Davacı Hazine vekili; dava konusu parsellerin tamamının Devletin hüküm ve tasarrufu altında bulunan yerlerden olduğunu, davanın kabulüne karar verilmesi gerekirken eksik inceleme ve araştırma ile davanın kısmen kabulüne karar verilmesinin usul ve kanuna aykırı olduğunu ileri sürerek, İlk Derece Mahkemesi kararını temyiz etmiştir.

Tarafların karşılıklı iddia ve savunmalarına, dayandıkları belgelere, uyulan bozma ilamı doğrultusunda inceleme ve araştırma yapılarak, mevcut deliller takdir edilerek karar verildiğine, uygulanması gereken hukuk kurallarının somut olaya uygulanmasında bir isabetsizlik bulunmadığına, bozmaya uyulmakla taraflar lehine ve aleyhine kazanılmış hak durumunu oluşturan yönlerin yeniden incelenmesine hukukça imkan olmadığı gibi 6100 sayılı Kanun’un Geçici 3 üncü maddesinin ikinci fıkrası atfıyla uygulanmasına devam olunan mülga 1086 sayılı Kanun’un 428 inci maddesi ile 439 uncu maddesinin ikinci fıkrasında yer alan sebeplerin biri de var olmadığına göre, İlk Derece Mahkemesi kararında yazılı gerekçeler dikkate alındığında temyizen incelenen karar usul ve kanuna uygun olup davacı Hazine vekilinin temyiz dilekçesinde ileri sürdüğü nedenler kararın bozulmasını gerektirecek nitelikte görülmemiştir.

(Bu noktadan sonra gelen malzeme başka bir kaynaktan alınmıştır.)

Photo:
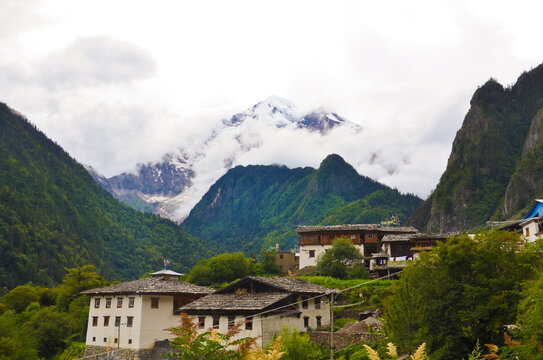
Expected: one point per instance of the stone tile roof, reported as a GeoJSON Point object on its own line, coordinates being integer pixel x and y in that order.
{"type": "Point", "coordinates": [291, 285]}
{"type": "Point", "coordinates": [232, 302]}
{"type": "Point", "coordinates": [357, 227]}
{"type": "Point", "coordinates": [422, 236]}
{"type": "Point", "coordinates": [152, 285]}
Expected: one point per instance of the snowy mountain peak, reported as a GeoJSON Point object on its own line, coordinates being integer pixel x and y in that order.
{"type": "Point", "coordinates": [274, 110]}
{"type": "Point", "coordinates": [171, 187]}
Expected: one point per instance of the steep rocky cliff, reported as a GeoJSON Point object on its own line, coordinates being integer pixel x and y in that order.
{"type": "Point", "coordinates": [494, 169]}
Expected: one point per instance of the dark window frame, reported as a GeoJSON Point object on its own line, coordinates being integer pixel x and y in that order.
{"type": "Point", "coordinates": [305, 302]}
{"type": "Point", "coordinates": [249, 323]}
{"type": "Point", "coordinates": [216, 322]}
{"type": "Point", "coordinates": [231, 321]}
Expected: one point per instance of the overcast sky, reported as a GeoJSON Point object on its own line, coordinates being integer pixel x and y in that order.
{"type": "Point", "coordinates": [121, 82]}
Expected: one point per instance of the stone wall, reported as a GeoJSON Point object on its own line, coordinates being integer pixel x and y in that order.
{"type": "Point", "coordinates": [341, 340]}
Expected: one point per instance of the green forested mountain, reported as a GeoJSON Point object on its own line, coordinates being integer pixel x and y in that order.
{"type": "Point", "coordinates": [53, 215]}
{"type": "Point", "coordinates": [495, 169]}
{"type": "Point", "coordinates": [255, 207]}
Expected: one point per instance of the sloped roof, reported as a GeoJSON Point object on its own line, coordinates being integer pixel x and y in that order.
{"type": "Point", "coordinates": [421, 236]}
{"type": "Point", "coordinates": [535, 210]}
{"type": "Point", "coordinates": [233, 302]}
{"type": "Point", "coordinates": [165, 272]}
{"type": "Point", "coordinates": [291, 285]}
{"type": "Point", "coordinates": [152, 285]}
{"type": "Point", "coordinates": [357, 227]}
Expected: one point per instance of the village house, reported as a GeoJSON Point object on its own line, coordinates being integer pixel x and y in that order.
{"type": "Point", "coordinates": [264, 305]}
{"type": "Point", "coordinates": [531, 224]}
{"type": "Point", "coordinates": [315, 240]}
{"type": "Point", "coordinates": [397, 249]}
{"type": "Point", "coordinates": [133, 315]}
{"type": "Point", "coordinates": [287, 260]}
{"type": "Point", "coordinates": [409, 246]}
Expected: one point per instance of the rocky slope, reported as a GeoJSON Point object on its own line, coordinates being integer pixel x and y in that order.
{"type": "Point", "coordinates": [494, 170]}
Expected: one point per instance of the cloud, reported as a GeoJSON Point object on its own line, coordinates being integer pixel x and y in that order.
{"type": "Point", "coordinates": [96, 60]}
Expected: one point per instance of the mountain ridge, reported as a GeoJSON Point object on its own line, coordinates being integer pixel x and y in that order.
{"type": "Point", "coordinates": [254, 207]}
{"type": "Point", "coordinates": [166, 187]}
{"type": "Point", "coordinates": [53, 216]}
{"type": "Point", "coordinates": [493, 170]}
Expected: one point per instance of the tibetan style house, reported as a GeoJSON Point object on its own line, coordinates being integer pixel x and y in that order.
{"type": "Point", "coordinates": [134, 315]}
{"type": "Point", "coordinates": [315, 240]}
{"type": "Point", "coordinates": [264, 305]}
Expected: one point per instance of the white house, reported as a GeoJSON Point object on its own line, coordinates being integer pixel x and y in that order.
{"type": "Point", "coordinates": [316, 240]}
{"type": "Point", "coordinates": [531, 224]}
{"type": "Point", "coordinates": [265, 305]}
{"type": "Point", "coordinates": [133, 315]}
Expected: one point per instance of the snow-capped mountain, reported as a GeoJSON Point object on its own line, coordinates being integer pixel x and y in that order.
{"type": "Point", "coordinates": [172, 186]}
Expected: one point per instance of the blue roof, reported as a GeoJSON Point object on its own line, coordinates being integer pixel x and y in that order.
{"type": "Point", "coordinates": [536, 210]}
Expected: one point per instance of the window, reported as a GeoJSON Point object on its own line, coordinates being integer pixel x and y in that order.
{"type": "Point", "coordinates": [249, 323]}
{"type": "Point", "coordinates": [231, 321]}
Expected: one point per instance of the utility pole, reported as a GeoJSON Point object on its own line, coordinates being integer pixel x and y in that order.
{"type": "Point", "coordinates": [331, 325]}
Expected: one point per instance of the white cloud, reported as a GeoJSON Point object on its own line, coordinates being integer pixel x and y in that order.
{"type": "Point", "coordinates": [116, 83]}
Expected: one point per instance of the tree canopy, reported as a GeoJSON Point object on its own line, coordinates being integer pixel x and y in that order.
{"type": "Point", "coordinates": [466, 290]}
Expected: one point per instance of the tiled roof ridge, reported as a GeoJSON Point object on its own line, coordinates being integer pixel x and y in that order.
{"type": "Point", "coordinates": [307, 228]}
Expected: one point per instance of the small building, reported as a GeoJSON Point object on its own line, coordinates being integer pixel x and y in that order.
{"type": "Point", "coordinates": [531, 224]}
{"type": "Point", "coordinates": [265, 305]}
{"type": "Point", "coordinates": [133, 315]}
{"type": "Point", "coordinates": [287, 260]}
{"type": "Point", "coordinates": [409, 246]}
{"type": "Point", "coordinates": [315, 240]}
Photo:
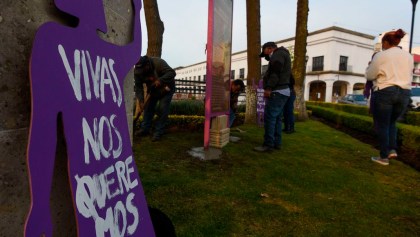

SONUÇ : Açıklanan sebeplerle;

Temyiz olunan İlk Derece Mahkemesi kararının ONANMASINA,

Harçtan muaf olduğundan Hazineden harç alınmasına yer olmadığına,

1086 sayılı Kanun'un 440/I maddesi gereğince Yargıtay ilamının tebliğinden itibaren 15 gün içinde karar düzeltme yoluna başvurulabileceğine,

Dosyanın İlk Derece Mahkemesine gönderilmesine,

17.02.2025 tarihinde oy birliğiyle karar verildi.